By Jeannine Aversa Associated Press Writer 4 min read

WASHINGTON (AP) – Orders to U.S. factories for big-ticket goods dipped by 0.6 percent in August, another negative signal for the struggling manufacturing sector. But in a dose of good news, new home sales hit a monthly all-time high. The decline in orders for “durable” goods – items expected to last at least three years – reflected slackened demand for cars, communications equipment and machinery, the Commerce Department reported Thursday.

Another Commerce Department report showed sales of new homes climbed to a record seasonally adjusted annual rate of 996,000 in August, representing a 1.9 percent increase from July.

New home sales in August were stronger than analysts were predicting. They were forecasting a drop of around 3.5 percent.

Housing is one of the few bright spots in the economy. Low mortgage rates are enticing buyers. And rising home values, especially given the slumping stock market, make owning a house a good investment.

In August the average price of a new home rose 2.1 percent from the previous month to $221,000.

By region, new home sales in the West rose by 7.4 percent in August to a seasonally adjusted annual rate of 276,000. In the South, sales went up by 1.3 percent to a rate of 476,000. But in the Northeast, sales dropped by 9.5 percent to a rate of 57,000. And in the Midwest, sales were flat at a rate of 187,000.

In the manufacturing report, the 0.6 percent drop in durable goods orders marked a better performance than many analysts were expecting. They were forecasting durable goods orders to fall by more than 2 percent.

The decline in August – the second decrease in the last three months – came after orders for costly manufactured goods jumped by 8.6 percent in July.

In a second report, the Labor Department said new claims for unemployment benefits plunged by 24,000 to 406,000, an encouraging sign for workers dealing with the lackluster job market.

The manufacturing sector was hardest hit by last year’s recession. To cope, the industry throttled back production and got rid of hundreds of thousands of workers.

Although industry is back on its feet, manufacturing isn’t bursting with vitality and has recently hit some rough patches.

Companies, whose profits took a hit during the recession and have yet to fully recover, have been reluctant to make big commitments in hiring and in capital spending, forces not only affecting manufacturing but also restraining the recovery.

Worried about the economy and the possibility of a war with Iraq, the Federal Reserve on Tuesday decided to hold interest rates steady at a 41-year low. But in a rare move, two members dissented, saying they favored a rate cut, which would have been the first this year.

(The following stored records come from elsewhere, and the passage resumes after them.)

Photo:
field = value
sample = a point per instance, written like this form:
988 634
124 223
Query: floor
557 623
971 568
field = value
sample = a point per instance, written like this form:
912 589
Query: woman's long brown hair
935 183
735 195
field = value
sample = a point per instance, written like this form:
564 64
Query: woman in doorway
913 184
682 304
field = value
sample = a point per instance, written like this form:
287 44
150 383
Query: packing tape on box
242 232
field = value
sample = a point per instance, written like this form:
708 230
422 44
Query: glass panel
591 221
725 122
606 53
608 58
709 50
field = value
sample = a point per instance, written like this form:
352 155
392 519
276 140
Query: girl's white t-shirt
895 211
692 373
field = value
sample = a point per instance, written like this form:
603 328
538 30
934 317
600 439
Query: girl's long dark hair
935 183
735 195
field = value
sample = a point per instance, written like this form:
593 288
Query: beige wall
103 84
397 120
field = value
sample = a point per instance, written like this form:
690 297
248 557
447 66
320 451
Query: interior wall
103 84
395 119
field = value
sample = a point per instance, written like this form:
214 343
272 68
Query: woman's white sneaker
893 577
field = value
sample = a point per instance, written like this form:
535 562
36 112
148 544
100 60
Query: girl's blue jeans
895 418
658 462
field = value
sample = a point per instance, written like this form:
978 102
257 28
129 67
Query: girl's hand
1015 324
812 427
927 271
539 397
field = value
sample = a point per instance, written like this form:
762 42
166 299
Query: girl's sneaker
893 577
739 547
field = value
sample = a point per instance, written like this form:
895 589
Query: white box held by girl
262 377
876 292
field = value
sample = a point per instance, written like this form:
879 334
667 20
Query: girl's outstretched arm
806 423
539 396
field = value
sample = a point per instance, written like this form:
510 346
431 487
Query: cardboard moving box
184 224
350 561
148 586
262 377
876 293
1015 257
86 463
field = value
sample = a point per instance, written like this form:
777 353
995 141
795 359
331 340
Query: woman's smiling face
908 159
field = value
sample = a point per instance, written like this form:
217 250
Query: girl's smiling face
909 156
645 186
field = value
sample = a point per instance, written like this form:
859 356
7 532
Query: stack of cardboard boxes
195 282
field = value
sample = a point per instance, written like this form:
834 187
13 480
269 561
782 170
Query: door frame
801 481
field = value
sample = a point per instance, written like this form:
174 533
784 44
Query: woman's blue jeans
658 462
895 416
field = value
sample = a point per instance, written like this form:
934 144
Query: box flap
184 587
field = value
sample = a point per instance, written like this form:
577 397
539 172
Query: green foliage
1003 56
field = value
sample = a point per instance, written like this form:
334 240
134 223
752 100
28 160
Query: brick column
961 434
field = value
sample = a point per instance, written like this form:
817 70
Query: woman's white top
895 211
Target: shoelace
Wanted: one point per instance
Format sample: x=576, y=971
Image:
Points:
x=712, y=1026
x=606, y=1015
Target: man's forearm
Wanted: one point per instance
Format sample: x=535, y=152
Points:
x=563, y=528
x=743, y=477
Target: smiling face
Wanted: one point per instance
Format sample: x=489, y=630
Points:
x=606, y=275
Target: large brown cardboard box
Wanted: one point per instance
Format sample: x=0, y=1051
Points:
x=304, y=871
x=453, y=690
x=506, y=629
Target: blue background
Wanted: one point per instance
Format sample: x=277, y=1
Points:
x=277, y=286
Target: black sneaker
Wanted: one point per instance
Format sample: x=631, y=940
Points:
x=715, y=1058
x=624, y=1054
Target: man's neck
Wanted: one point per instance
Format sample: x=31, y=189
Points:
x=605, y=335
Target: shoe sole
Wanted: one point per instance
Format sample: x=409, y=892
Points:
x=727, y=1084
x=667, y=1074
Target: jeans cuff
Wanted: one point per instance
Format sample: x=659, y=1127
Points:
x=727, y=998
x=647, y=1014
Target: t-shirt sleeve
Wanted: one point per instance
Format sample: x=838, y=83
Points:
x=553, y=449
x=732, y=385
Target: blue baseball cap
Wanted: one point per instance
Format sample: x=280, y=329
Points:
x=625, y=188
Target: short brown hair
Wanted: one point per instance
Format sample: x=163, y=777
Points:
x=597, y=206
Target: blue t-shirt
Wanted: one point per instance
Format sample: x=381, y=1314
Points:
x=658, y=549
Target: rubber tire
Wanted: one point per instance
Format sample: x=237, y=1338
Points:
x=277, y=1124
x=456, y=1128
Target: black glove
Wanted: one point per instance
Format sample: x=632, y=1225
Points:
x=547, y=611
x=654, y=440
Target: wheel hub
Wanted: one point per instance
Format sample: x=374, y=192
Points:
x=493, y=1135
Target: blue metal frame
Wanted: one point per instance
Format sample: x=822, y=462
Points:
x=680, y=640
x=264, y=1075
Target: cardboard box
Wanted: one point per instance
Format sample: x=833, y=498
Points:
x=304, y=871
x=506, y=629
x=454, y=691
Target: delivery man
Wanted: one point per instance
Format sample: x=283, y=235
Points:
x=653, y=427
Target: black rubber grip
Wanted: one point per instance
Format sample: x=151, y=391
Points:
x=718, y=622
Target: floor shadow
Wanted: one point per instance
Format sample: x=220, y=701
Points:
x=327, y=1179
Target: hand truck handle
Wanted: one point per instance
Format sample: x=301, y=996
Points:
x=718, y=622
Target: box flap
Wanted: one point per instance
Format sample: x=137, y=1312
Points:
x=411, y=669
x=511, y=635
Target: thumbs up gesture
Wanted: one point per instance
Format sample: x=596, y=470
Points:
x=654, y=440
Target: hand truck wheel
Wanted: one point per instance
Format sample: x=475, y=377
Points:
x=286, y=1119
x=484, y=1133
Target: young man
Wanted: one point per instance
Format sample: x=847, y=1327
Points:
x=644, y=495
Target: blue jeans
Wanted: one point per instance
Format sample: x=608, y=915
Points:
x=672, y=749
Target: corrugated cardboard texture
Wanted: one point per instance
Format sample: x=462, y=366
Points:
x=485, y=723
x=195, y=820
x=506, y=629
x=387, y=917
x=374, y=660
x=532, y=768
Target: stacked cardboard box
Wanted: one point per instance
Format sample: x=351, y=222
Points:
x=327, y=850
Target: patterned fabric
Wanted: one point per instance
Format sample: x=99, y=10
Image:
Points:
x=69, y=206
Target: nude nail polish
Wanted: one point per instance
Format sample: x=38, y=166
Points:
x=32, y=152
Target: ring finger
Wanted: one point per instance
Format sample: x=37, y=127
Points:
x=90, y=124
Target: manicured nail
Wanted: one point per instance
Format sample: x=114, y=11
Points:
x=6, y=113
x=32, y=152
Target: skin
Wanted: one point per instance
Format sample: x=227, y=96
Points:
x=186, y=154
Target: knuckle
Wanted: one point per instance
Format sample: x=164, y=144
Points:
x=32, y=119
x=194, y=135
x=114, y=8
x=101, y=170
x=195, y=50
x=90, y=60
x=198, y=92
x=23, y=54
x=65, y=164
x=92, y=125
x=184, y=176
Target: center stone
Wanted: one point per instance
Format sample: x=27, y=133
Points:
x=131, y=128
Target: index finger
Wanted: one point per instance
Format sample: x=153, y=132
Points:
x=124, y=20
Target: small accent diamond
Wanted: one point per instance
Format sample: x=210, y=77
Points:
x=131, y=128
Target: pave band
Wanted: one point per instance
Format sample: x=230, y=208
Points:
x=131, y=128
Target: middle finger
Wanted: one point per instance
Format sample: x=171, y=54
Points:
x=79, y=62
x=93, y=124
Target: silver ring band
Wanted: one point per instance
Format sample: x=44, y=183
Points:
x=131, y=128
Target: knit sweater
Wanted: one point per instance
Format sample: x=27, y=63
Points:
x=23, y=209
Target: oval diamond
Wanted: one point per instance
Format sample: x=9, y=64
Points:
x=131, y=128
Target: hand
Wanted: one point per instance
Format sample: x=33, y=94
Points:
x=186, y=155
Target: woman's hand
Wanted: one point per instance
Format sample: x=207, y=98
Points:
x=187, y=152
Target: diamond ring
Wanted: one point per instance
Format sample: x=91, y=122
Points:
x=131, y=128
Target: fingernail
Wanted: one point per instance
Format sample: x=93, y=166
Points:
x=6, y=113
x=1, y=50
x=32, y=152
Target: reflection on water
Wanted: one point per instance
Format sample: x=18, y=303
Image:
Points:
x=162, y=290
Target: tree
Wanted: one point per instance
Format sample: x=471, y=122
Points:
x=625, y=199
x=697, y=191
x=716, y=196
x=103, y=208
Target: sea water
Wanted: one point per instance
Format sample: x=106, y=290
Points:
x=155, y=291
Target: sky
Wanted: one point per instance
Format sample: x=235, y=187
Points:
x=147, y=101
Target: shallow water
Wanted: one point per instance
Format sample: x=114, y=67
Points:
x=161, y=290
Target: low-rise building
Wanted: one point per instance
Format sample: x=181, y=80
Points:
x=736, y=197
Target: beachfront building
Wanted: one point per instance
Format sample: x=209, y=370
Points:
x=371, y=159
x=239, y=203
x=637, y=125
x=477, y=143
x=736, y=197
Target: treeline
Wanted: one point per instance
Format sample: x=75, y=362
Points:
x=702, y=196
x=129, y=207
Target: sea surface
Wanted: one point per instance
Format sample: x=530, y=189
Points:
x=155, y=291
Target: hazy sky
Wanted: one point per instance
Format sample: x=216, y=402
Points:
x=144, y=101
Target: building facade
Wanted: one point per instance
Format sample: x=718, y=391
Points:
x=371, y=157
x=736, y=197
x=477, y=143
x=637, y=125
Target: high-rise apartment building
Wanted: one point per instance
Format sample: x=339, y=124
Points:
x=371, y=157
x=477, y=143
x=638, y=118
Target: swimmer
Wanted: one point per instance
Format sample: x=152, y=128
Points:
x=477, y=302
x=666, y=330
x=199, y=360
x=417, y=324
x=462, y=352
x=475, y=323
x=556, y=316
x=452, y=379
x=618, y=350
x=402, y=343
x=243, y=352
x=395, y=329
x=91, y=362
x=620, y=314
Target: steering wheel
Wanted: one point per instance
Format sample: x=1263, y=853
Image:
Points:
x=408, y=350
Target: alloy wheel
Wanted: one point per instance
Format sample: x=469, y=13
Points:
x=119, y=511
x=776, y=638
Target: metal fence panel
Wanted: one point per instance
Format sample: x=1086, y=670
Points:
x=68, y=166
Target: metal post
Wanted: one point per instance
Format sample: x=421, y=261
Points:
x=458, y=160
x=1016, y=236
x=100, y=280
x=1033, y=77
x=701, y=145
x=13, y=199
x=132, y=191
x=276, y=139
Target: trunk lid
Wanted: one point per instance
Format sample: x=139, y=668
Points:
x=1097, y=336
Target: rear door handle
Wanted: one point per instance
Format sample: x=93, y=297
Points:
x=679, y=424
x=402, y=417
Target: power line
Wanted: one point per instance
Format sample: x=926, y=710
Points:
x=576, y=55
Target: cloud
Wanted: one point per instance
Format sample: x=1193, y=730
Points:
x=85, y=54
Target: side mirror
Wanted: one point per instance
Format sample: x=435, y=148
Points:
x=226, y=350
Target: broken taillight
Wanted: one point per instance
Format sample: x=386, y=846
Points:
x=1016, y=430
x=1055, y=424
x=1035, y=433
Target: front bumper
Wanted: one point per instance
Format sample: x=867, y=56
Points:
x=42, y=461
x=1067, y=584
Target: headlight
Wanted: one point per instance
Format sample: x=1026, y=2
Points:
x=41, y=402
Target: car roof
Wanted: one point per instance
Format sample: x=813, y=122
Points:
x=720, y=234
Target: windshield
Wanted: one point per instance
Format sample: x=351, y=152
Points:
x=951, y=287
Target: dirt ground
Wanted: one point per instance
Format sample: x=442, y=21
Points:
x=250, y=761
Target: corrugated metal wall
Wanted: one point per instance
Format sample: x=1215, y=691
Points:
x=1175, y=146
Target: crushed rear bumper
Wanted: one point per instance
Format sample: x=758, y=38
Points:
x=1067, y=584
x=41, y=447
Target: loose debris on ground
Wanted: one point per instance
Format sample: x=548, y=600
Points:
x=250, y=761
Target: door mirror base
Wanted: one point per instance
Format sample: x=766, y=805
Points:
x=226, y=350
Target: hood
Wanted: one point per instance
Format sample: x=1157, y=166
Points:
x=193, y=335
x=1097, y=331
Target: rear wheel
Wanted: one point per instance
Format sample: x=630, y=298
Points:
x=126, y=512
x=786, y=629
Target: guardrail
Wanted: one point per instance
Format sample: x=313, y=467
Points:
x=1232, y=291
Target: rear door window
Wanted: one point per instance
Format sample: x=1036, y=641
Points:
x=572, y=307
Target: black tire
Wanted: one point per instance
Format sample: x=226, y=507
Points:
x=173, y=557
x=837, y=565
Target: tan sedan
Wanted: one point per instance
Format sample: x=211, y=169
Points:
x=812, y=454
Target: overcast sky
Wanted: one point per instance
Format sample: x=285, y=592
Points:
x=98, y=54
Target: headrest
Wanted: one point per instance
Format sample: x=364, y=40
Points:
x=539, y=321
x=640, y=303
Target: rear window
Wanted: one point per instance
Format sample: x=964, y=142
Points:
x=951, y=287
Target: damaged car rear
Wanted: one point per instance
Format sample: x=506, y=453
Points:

Against this backdrop analysts say expectations are rising that the Fed might cut rates at its next meeting in November.

In Thursday’s report, orders for automobiles fell by 3.8 percent in August after a sizable 8.4 percent rise in July.

Although free financing deals have bolstered car sales, economists say production levels were too brisk to be maintained and needed to slow a bit.

Orders for communications equipment dropped by 4 percent in August, following a big 9.2 percent advance.

Orders for computers dipped by 1.4 percent, following a sizzling 13.2 percent gain.

For machinery, orders fell by 2.5 percent in August, after a strong 10.4 percent increase.

One of the reasons the economy fell into recession last year was because of deep cutbacks in capital spending by businesses.

A sustained turnaround in capital spending is considered a necessary ingredient for the economy to return to full health.

Consumers, whose spending accounts for two-thirds of all economic activity in the United States, have been the strongest force for growth. But with the stock market slide, eroding consumer confidence, the stagnant job market and fears about a possible conflict with Iraq, some economists wonder just how much consumers will be willing to spend in the months ahead.